A manifestação ocorre após a oficialização do nome de Caiado como pré-candidato do PSD à Presidência da República — decisão que não foi bem recebida por Leite. Em entrevista concedida ao jornal O Globo nesta quarta-feira (1º/4), ele afastou a possibilidade de deixar a legenda para enfrentar o correligionário. “Não considerei sair do PSD”, afirmou.
A fala busca reduzir a tensão interna após dias de especulações políticas. Desde o anúncio de Caiado como pré-candidato, Leite passou a ser citado em articulações envolvendo o PSDB, partido ao qual já foi filiado.

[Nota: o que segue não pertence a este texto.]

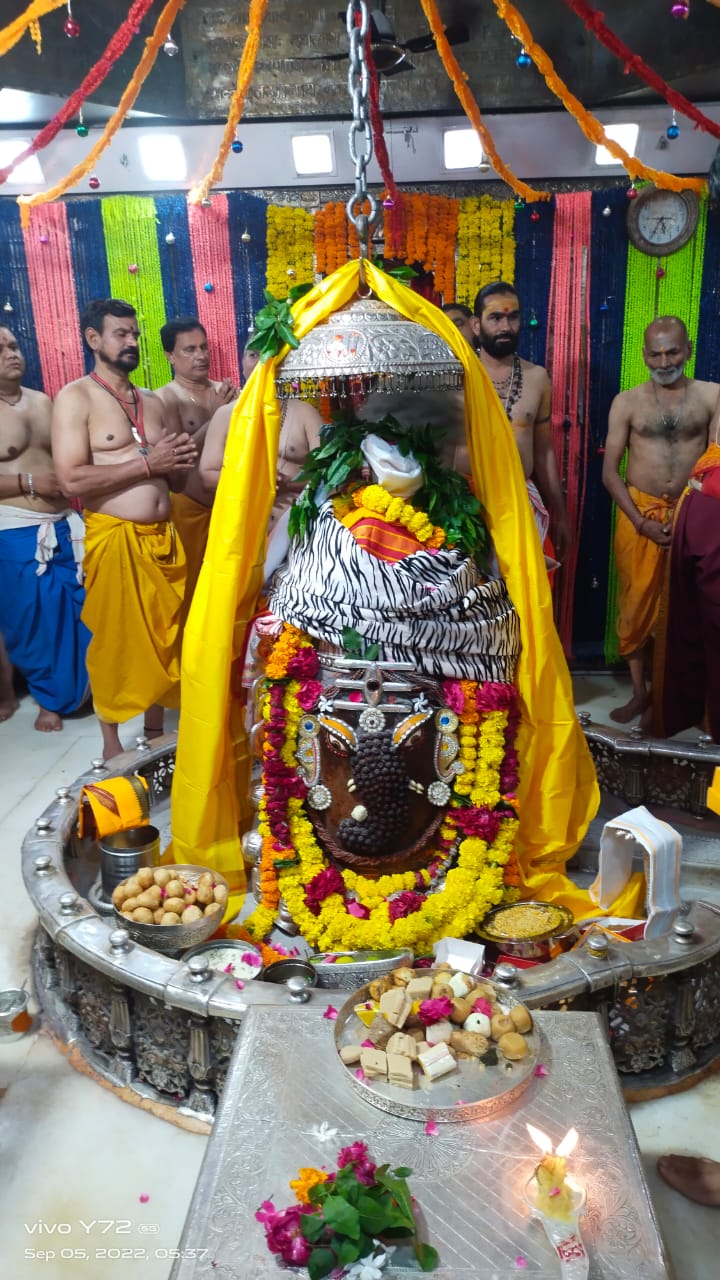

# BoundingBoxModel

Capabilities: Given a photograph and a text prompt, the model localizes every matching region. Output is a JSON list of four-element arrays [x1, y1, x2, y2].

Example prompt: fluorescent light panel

Lideranças tucanas defendem seu retorno, argumentando que ele teria mais espaço para estruturar um projeto nacional.
Em entrevista à Folha de S. Paulo, o presidente nacional do PSDB, Aécio Neves, afirmou que a sigla “sempre foi a casa” de Eduardo Leite e indicou que o governador não precisaria de convite formal para voltar. Segundo ele, o movimento representaria uma oportunidade de reposicionamento político.
Até a semana passada, Leite era um dos nomes cotados pelo PSD para a disputa presidencial, ao lado de Caiado e do governador do Paraná, Ratinho Jr.. Com a saída de Ratinho Jr. do páreo, a legenda consolidou o nome de Caiado como seu representante, decisão que, segundo aliados, ocorreu contra a vontade de Leite.
Em vídeo divulgado nas redes sociais, o governador gaúcho demonstrou insatisfação com a escolha, embora tenha evitado confronto direto com o partido. “Embora essa decisão desencante a mim, como a tantos outros brasileiros, pela forma como insistem em fazer política no nosso país, eu não vou discutir”, afirmou.
Leite também avaliou que a entrada de Caiado na disputa pode intensificar a polarização política no país. “A decisão tende a manter esse ambiente de polarização radicalizada que limita o Brasil. Eu acredito em um outro caminho, um centro liberal e democrático de verdade”, declarou.
Apesar das movimentações e pressões internas, o governador sinaliza permanência no PSD, embora tenha até o próximo sábado (4/4) para definir eventual mudança partidária e se desincompatibilizar do cargo, caso opte por disputar a eleição presidencial por outra legenda.